Canopy Growth Corp. continued its recent acquisition spree and preparation for the U.S.’s potential legalization of pot with a $435-million deal to buy the Supreme Cannabis Company on Thursday.
Smiths Falls-based Canopy said the acquisition will see Supreme Cannabis’s 7Acres, Sugarleaf and Hi-way brands join Canopy's roster, which already includes Tweed, Tokyo Smoke, Quatreau and Doja.
“Our supply is in balance with our demand, so we just view this as a win on the brand side and a win from a production asset side,” Canopy chief executive David Klein told The Canadian Press.
“It also bolsters our path to profitability in Canada, which then positions us to hold that strong set of financial statements for our entry into the U.S. market.”
The deal is Canopy's latest acquisition in a wave of consolidation in the cannabis sector, while it watches to see whether the U.S. loosens laws around marijuana following the election of President Joe Biden.
Canopy announced last week it had bought Ace Valley, a Toronto company that makes vapes, gummies and pre-rolls, in a bid to attract Gen Z and millennials.
$30M in cost synergies
Klein believes Toronto-based Supreme will help Canopy corner a higher-end market with its flowers, pre-rolls, vapes and edibles.
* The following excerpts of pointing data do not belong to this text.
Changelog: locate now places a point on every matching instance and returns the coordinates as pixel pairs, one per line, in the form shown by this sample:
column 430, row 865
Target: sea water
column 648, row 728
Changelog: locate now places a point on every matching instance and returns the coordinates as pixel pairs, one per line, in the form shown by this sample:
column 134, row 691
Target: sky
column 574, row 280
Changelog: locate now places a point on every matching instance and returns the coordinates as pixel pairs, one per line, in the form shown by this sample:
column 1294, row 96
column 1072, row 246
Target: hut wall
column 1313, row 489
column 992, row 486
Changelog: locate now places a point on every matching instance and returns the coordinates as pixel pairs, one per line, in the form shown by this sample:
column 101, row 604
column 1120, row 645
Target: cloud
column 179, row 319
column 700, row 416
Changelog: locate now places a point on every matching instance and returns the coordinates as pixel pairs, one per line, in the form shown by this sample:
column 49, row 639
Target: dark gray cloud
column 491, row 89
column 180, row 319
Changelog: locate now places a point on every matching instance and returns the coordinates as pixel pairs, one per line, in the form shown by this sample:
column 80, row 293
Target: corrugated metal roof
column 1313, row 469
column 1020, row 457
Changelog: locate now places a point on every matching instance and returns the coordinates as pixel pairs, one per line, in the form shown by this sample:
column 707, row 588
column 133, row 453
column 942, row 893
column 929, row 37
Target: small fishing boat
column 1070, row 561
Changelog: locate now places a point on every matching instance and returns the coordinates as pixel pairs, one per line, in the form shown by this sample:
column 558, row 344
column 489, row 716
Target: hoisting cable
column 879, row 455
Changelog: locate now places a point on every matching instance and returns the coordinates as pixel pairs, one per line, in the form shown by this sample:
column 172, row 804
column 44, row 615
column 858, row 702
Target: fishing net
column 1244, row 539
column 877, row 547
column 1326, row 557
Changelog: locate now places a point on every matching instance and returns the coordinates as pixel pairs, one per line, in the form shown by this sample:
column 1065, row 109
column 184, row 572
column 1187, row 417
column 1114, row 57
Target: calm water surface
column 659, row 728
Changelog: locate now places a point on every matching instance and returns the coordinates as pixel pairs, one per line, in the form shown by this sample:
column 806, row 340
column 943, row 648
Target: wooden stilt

“I think of this as a bit of a tuck-in acquisition where there’s white space in our portfolio, particularly on the premium end,” Klein said.
Canopy predicts the deal will result in about $30 million in cost synergies over the next two years and further value will be derived from Supreme’s Kincardine production facility, which has a record of producing premium flower at low costs.
Beena Goldenberg, Supreme's chief executive, said the companies are a good match because together they'll have 13.6 per cent of the Canadian recreational market and 20 per cent of the premium market in Ontario and British Columbia.
"Why the premium segment is so important is obviously the higher margin means more consumer loyalty, they're not brand-switching, and they're coming back based on the quality," she said.
While Supreme wasn't in talks with other buyers, she said Canopy was attractive because of the importance it applies to research and development and its lofty U.S. goals.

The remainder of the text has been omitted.